In a 2016 action, Malm participated with Ende Gelande in civil disobedience, breaking through fencing, storming into a coal plant and shutting off power for a limited time. The plant’s CEO called it “massive criminal violence,” irony not lost on Malm: “the breaking of fences could be officially framed as … devastation, unimaginable damage, whereas the perpetual cloud of CO2 from [the coal plant] was the mark of a peaceful normality.”

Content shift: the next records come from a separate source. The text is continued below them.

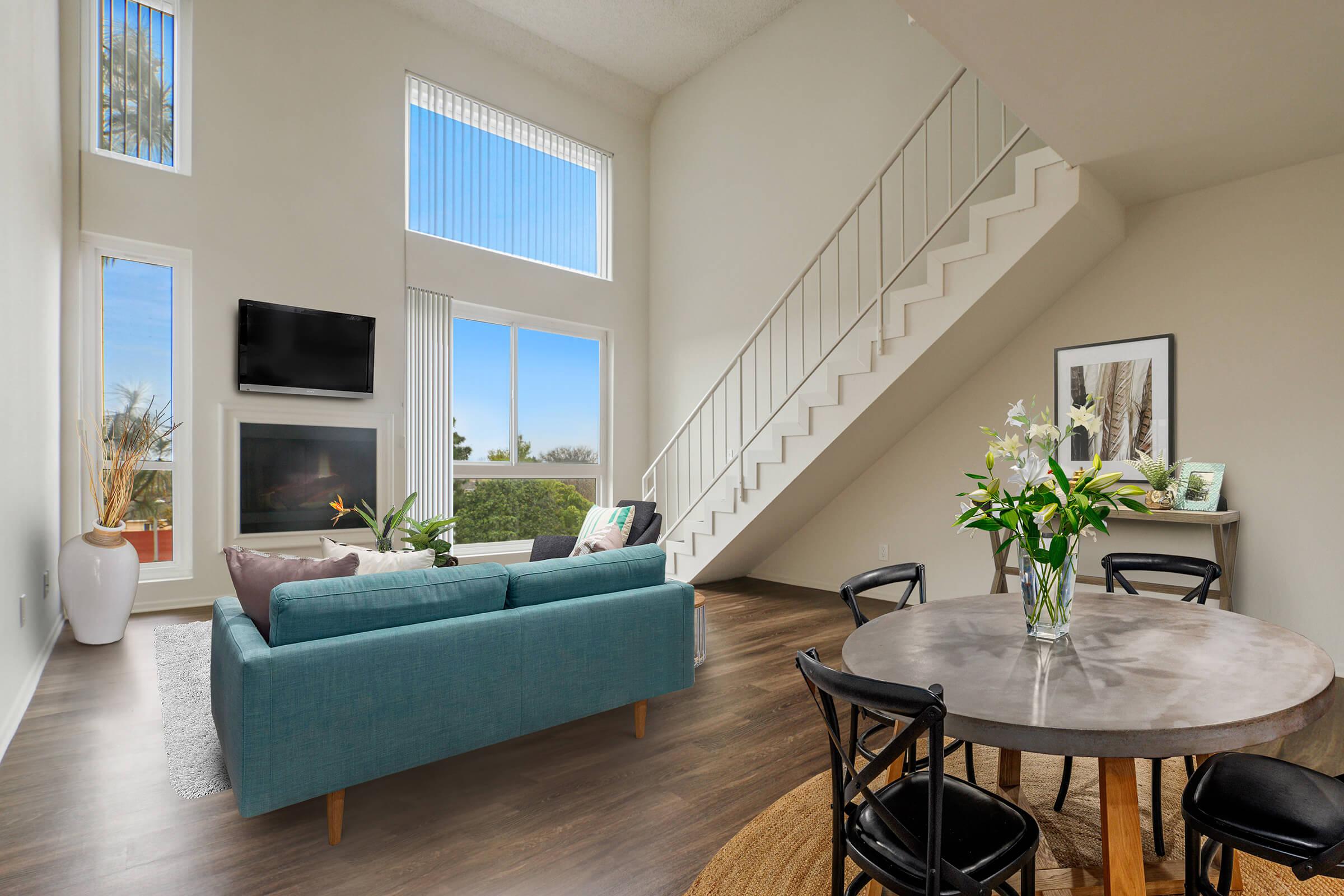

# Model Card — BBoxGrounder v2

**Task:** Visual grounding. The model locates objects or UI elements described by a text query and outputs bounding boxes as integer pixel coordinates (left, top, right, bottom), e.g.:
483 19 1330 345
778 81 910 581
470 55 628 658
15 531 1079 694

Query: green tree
453 479 592 544
453 417 472 461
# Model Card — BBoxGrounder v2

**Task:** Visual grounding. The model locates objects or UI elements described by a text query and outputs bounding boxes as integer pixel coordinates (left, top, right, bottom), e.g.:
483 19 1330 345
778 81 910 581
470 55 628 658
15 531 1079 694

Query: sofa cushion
225 547 359 638
505 544 668 607
270 563 508 647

Malm discusses Bill McKibben’s commitment to nonviolence, a core principle for Third Act. In part, McKibben finds a “spiritual insight” in nonviolence, involving the idea of “turning the other cheek, of taking on unearned suffering.” Malm has little patience for that approach: “Isn’t suffering unearned by the victims precisely what is so morally repugnant about the unfolding crisis?” McKibben has landed on nonviolence as the better strategy, the “tactically sound choice” and the “greatest ‘innovation’ of the twentieth century.” McKibben also maintains that our strength lies in numbers, not violent acts. The state will always have the advantage in a fight of arms, to which Malm counters that the “enemy has overwhelmingly superior capabilities in virtually all fields, including media, propaganda, institutional coordination, logistical resources, political legitimacy and, above all, money.” Of course, the Trump regime now poses added risks, as it silences dissent – from law firms, universities, students and more – and decrees that “climate change” are forbidden words.

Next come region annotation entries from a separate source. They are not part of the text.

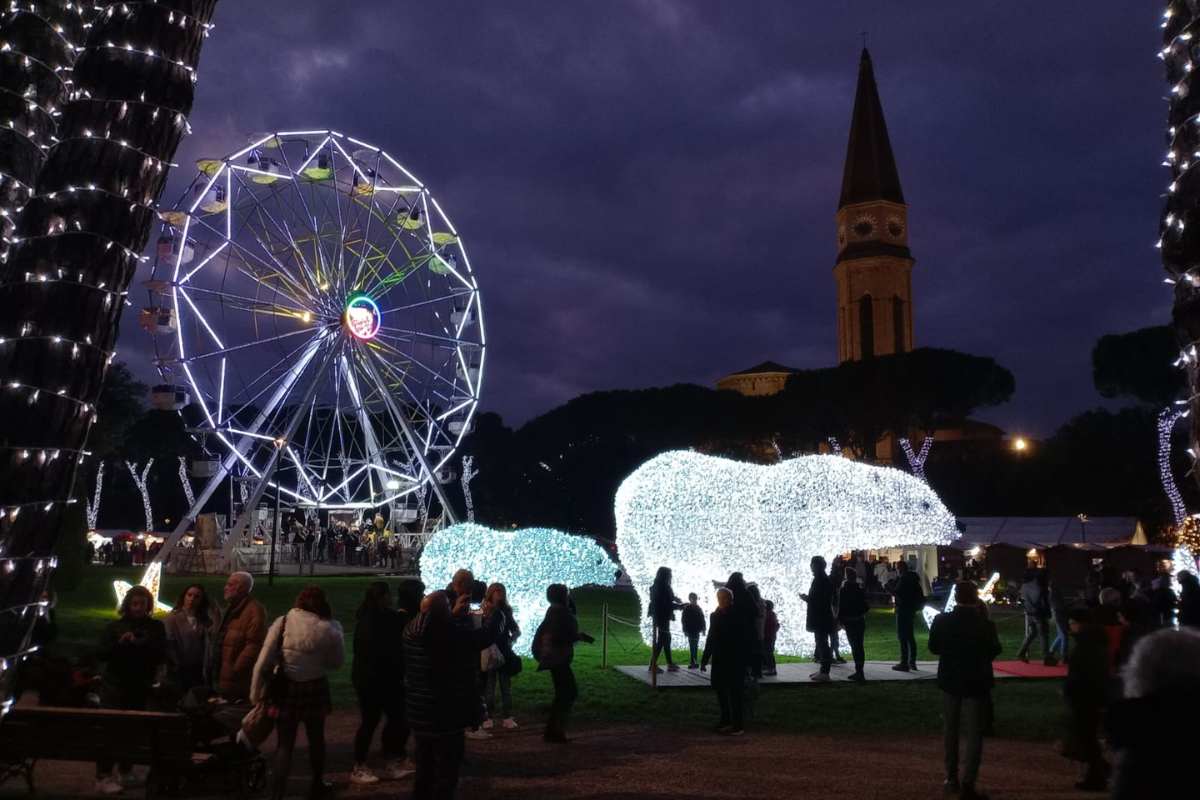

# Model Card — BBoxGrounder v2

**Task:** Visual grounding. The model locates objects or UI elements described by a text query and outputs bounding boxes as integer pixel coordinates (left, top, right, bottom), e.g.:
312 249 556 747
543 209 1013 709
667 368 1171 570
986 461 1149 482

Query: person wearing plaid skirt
251 587 346 799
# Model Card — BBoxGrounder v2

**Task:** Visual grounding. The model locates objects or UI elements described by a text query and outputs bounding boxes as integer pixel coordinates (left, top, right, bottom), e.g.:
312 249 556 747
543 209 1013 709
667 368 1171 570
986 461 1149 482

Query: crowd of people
60 557 1200 800
81 570 593 798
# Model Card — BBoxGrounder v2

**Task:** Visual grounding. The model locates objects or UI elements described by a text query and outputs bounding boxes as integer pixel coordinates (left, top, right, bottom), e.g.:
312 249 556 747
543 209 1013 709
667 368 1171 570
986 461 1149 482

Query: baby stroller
164 687 266 799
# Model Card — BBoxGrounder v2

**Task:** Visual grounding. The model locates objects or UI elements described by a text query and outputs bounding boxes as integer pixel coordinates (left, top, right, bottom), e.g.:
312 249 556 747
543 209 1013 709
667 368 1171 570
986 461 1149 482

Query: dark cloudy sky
122 0 1170 434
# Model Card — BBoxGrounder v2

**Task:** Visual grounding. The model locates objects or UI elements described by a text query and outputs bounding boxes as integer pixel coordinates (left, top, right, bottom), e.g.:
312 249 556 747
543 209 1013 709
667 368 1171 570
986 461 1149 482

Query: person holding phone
96 587 167 794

Malm finished the book just before the pandemic, when Greta Thunberg and climate strikes were in the news and huge actions in the works. The pandemic shut all that down. It also temporarily slowed emissions as much of commerce came to halt. Whatever one thinks of the merits of sabotage vs. peaceful protest and nonviolent civil disobedience, the pandemic raised a key question for Malm: “If a pandemic can induce governments to take emergency actions, why can’t a climate breakdown that threatens to kill off the very life-support systems of the planet do the same? After this, there can be no more excuses for passivity.”